I plant my fisted hands, knuckles down on his desk, leaning in. “Marcus, that’s a direct link between Hollister’s accounts and the Del Toro cartel’s smuggling operation. I traced the wire transfers. I followed the offshore accounts. That money is dirty, and you damn well know it.”
He nods, but it’s not the agreement I want. “It’s suspicious, yes. It suggests…”
“It proves,” I snap.
His gaze sharpens. “It suggests, Cassidy. Not proves. These numbers won’t hold up in a court of law. All it proves is that money moved between businesses, and that isn’t illegal.”
I feel like I just took a punch to the gut. I straighten, crossing my arms as if I can protect myself from what I know is coming. “So that’s it? We do nothing?”

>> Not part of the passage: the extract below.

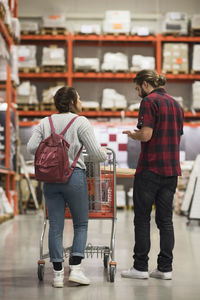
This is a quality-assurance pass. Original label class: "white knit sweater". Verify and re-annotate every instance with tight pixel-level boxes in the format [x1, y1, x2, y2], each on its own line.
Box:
[27, 113, 107, 169]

Marcus sighs, rubbing a hand over his face. He looks… tired. “Cassidy, you’re good at this. Damn good. But you’re also too close. You want Hollister to be guilty so badly, you’re seeing what you want to see.”
I stiffen. “You think I’m making this up?”
“I think you’re trying to force a puzzle piece that doesn’t quite fit.” He gestures to the file. “What you have is circumstantial. It won’t hold. We need more.”
Anger burns in my chest. “And how do we get more, Marcus? Sit on our asses and wait for him to hand us a signed confession?”
His gaze turns sharp. “You think I don’t want him taken down? You think I haven’t spent years trying to find something solid enough to bury him? But this? It’s not enough. And if you push too hard, too fast, you’re going to get noticed, put yourself in danger and let him get away.”
I scoff, shaking my head. “Fine.”
He stands, palms flat on the desk, eyes dark with warning. “Not fine. Not good. Dangerous. If Hollister gets wind that someone is digging into his finances, what do you think he’ll do?”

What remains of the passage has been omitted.